His eyes turned white and he heaved a sigh: “I can fix it, but it will take me at least a week.” Right then, the sadness rolled over me and I began to sob. The jeweler immediately changed his tone and asked, “What’s wrong, honey?”
“I don’t have a week,” I replied. “I am burying my father tomorrow.”
If the jeweler had known beforehand about how the doctors had cut off his ring a week earlier and how my mother deeply wished he could be buried with his ring, I am sure the jeweler would have been less brisk, more willing to consider my feelings. Yet, he had no way of knowing.
Each one of us walks around this world in various states of feeling and being, and often these states are known only to us. I remember after having a miscarriage, I still had to shop, buy gas, go to work, and be a part of this world. I wonder how many people I encountered at that time sensed a woman on the brink of collapse.

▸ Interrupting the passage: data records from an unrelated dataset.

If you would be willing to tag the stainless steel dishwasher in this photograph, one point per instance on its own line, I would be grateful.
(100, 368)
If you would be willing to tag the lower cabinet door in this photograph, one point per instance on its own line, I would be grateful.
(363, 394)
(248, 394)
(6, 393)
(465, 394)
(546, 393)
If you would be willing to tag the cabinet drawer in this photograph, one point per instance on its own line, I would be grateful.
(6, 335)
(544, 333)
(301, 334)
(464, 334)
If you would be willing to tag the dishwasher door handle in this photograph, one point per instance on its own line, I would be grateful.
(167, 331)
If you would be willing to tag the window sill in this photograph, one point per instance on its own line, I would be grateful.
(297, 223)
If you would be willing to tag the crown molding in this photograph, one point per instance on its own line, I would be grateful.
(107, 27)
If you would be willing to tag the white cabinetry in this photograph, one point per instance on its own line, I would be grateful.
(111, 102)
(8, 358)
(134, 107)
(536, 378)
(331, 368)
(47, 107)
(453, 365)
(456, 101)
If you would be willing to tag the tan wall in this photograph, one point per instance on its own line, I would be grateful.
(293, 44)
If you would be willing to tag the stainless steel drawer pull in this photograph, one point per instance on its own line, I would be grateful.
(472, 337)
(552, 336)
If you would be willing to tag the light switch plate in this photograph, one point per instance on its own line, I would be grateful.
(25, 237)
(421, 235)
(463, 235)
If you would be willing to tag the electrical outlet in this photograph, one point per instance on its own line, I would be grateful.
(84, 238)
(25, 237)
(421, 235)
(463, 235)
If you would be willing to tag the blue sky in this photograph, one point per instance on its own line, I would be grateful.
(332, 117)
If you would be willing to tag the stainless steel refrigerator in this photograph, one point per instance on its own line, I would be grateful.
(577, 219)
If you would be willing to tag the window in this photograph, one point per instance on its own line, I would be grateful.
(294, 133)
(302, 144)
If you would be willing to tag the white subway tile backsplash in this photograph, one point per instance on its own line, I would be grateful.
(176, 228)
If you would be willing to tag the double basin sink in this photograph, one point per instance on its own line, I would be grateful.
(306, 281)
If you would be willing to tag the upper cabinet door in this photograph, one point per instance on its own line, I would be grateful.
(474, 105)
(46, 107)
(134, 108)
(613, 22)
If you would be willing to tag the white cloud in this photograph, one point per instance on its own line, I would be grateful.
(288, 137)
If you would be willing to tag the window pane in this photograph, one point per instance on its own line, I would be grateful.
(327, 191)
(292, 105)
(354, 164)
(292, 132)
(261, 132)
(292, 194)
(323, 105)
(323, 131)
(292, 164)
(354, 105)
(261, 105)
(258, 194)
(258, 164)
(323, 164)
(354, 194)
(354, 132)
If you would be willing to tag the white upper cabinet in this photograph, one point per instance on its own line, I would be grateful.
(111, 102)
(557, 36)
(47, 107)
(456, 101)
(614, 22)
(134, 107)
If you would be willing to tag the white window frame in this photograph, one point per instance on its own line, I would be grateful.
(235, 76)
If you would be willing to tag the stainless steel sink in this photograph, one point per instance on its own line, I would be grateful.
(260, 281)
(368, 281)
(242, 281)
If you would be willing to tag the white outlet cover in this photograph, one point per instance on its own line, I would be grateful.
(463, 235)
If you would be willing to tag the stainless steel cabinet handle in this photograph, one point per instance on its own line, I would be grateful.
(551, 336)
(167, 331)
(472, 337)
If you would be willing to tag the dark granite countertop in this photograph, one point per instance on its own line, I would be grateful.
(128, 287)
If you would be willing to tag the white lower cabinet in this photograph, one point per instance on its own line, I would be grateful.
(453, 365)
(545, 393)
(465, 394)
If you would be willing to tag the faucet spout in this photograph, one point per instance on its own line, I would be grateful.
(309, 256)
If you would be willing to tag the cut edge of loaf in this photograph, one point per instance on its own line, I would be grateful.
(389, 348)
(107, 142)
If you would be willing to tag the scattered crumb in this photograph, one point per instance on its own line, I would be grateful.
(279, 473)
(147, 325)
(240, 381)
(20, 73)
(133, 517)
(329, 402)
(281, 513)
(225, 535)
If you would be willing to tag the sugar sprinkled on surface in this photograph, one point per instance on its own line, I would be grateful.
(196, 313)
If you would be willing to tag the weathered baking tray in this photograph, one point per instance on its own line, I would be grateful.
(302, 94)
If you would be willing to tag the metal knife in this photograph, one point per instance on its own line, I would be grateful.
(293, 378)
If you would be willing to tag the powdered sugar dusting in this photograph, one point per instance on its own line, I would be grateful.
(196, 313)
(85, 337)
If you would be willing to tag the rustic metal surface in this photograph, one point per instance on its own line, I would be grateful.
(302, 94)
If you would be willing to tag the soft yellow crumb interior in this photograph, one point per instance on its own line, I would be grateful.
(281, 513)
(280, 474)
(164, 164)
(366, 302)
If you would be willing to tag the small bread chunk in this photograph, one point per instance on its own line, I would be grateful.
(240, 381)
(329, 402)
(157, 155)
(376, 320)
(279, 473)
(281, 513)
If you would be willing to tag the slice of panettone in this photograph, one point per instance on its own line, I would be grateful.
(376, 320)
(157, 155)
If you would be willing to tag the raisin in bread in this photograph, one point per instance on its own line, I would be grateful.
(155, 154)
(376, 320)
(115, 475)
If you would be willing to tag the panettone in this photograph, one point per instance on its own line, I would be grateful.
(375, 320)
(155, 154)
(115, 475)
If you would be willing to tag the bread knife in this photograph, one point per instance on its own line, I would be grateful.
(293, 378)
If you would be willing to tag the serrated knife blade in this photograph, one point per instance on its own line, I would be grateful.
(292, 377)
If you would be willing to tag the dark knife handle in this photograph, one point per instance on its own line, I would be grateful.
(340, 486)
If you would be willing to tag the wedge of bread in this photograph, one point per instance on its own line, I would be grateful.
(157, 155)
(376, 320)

After the experience with my father’s ring, I adopted the following policy for people I encounter: Assume nothing. Don’t assume the cashier isn’t going through a messy divorce. Don’t take for granted that the person who cut in front of me at the bank isn’t going through financial distress, even if she is carrying a Coach purse.
I want to remember each and every day the hidden lives that bubble beneath the superficial contacts I have with others. This can be hard when the pizza boy serves a heaping side of scowl with the large pepperoni. It’s about letting go and not always feeling like I need to have the last word. After all, I don’t know that pizza boy’s story.